Since the plant isn't going to cost you anything I say go for it :D

Macguru

WebmasterWorld Senior Member macguru us a WebmasterWorld Top Contributor of All Time 10+ Year Member



 
Msg#: 3397 posted 3:18 am on Oct 1, 2002 (gmt 0)

>>maybee this isn't the right time of year to start thinking about moving trees

That is what I had in mind too. Can you keep it inside for the winter? Some 14 hours a day artificial light cycle (400 watts metal halide lamp), stimroot hormones, and warm soil could not hurt making it through the winter. Otherwise I believe you risk to stress it too much.

P.S. I am no palm tree specialist.

shelleycat

10+ Year Member



 
Msg#: 3397 posted 3:28 am on Oct 1, 2002 (gmt 0)

Keeping it inside for the winter is actually a great idea!

Being in a pot will also give it a chance to develop the dense root ball it needs before it gets put in the ground. Make sure the pot isn't too huge, your laocal gerdening center should be able to advise. Mine doesn't like direct sunlight (the leaves sun burn easily) but prefers filtered light through a net curtain. At the same time it grows better with regular light rather than in a dark corner. Being inside will also allow you to ensure it's not too dry or too water logged, either of which will stress it. I personally haven't had much luck with rooting hormones ever and I'm not sure they'll help a palm anyway (the ones I've seen here are aimed at hardwood plants not monocots) but it certainly wouldn't hurt. I use specific palm food too (it comes in a little stick you put in the soil and forget) which it seems to like.

There are many books around about growing palms, and since they are somewhat hard to care for (apparently, I have very green thumbs) a quick trip to the local library may be helpful.

Macguru

WebmasterWorld Senior Member macguru us a WebmasterWorld Top Contributor of All Time 10+ Year Member



 
Msg#: 3397 posted 3:40 am on Oct 1, 2002 (gmt 0)

>>Mine doesn't like direct sunlight (the leaves sun burn easily) but prefers filtered light through a net curtain.

I use a heat shield for sensitive plants under metal halide lights. Heat shield is a clear 'plastic' film made by 3M. It cuts 75 % of heat from any light source. It can be hung on windows too. A great diffusor film is Rosco # 216. It will make any direct light look like Scottish sky. Both can be found at motion picture lighting rental shops.

Fluorescent tubes can do good too, but the efficient radius is short. (about a foot) Combined with a timer, it is the cheapest thing to use.

shelleycat

10+ Year Member



 
Msg#: 3397 posted 3:56 am on Oct 1, 2002 (gmt 0)

*grin* I live in New Zealand, getting enough natural light for my plants is never a problem. Filtering sounds like a good idea if you're using lamps though, and I'd certainly advise it for a palm tree. When I first got mine I assumed it would like lots of direct sun since they come from hot places, but soon found otherwise when the leaves burnt. It probably depends on the species to some extent, but I've had a couple of different (smaller) palms too and they were the same.
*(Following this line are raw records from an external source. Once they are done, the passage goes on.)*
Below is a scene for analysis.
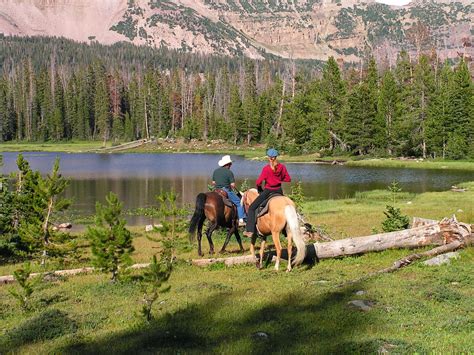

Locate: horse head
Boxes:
[241,188,258,213]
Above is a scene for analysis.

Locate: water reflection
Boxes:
[2,152,472,225]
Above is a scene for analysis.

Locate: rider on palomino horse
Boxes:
[211,155,246,227]
[243,148,291,238]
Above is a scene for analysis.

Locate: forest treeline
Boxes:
[0,36,472,159]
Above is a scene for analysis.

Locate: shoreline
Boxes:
[1,141,474,171]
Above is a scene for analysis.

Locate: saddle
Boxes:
[215,189,234,208]
[256,192,283,218]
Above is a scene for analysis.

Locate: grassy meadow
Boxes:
[1,181,473,353]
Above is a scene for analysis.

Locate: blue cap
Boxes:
[266,148,279,157]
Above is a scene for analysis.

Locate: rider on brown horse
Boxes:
[243,148,291,238]
[212,155,246,227]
I've never actually been able to figure out what species my big one is.

olwen

10+ Year Member



 
Msg#: 3397 posted 4:56 am on Oct 1, 2002 (gmt 0)

These may be Nikau palms which are a NZ variety and are used to quite temperate climates. Sticky me if you determine that they are and I'll direct you to some NZ gardening discussions where you might get help.

shelleycat

10+ Year Member



 
Msg#: 3397 posted 5:09 am on Oct 1, 2002 (gmt 0)
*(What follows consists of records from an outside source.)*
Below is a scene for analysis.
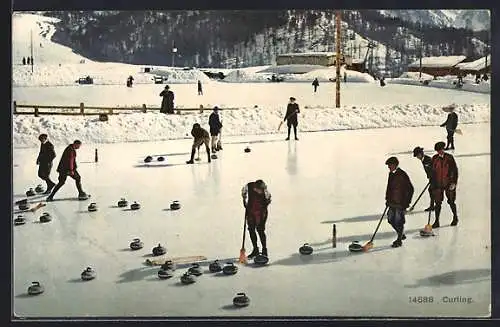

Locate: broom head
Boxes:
[239,248,248,264]
[362,241,374,252]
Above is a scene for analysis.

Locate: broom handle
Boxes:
[427,207,432,225]
[410,182,430,209]
[369,206,389,243]
[241,211,247,249]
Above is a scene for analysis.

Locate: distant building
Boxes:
[407,55,466,77]
[457,55,490,75]
[345,58,366,73]
[276,52,348,67]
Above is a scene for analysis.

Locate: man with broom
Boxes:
[241,179,272,259]
[413,146,435,212]
[440,104,459,150]
[385,157,414,248]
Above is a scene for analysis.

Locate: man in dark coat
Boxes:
[159,85,175,114]
[430,141,459,228]
[208,106,223,153]
[46,140,87,201]
[440,104,458,150]
[312,78,319,92]
[197,80,203,95]
[36,134,56,194]
[242,179,272,258]
[413,146,435,211]
[186,123,211,164]
[385,156,414,248]
[283,97,300,141]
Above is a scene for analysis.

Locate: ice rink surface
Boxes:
[13,123,490,318]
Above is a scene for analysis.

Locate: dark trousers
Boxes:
[387,207,405,240]
[446,129,455,149]
[38,162,55,188]
[287,122,297,139]
[432,187,457,220]
[49,170,84,198]
[428,185,435,207]
[247,214,267,250]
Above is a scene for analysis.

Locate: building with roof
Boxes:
[407,55,466,77]
[277,52,348,67]
[457,55,490,75]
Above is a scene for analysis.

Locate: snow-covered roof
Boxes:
[278,52,337,57]
[408,55,466,68]
[351,58,365,64]
[459,55,490,71]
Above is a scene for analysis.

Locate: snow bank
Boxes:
[13,103,489,148]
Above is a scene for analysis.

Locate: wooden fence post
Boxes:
[13,101,17,114]
[142,104,147,113]
[34,107,39,117]
[80,102,84,115]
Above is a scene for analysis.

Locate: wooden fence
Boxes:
[12,101,239,117]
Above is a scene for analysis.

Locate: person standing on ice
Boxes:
[159,85,175,114]
[413,146,435,212]
[283,97,300,141]
[22,57,26,65]
[312,78,319,93]
[208,106,223,153]
[430,141,459,228]
[46,140,88,201]
[36,134,56,195]
[197,80,203,95]
[242,179,272,258]
[384,156,414,248]
[440,104,458,150]
[186,123,211,164]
I had a nikau for a number of years, this is something different :D The others were parlor palms (I still have one actually) but this isn't one of those either. There was another kind too that a flatmate had, but can't remember what species that one was. None of them liked direct sunlight (which the books I've read agree with).

I gave up looking for a species for my big one after a year or so because it grows so well and I don't have any trouble taking care of it, so I figured it doesn't matter.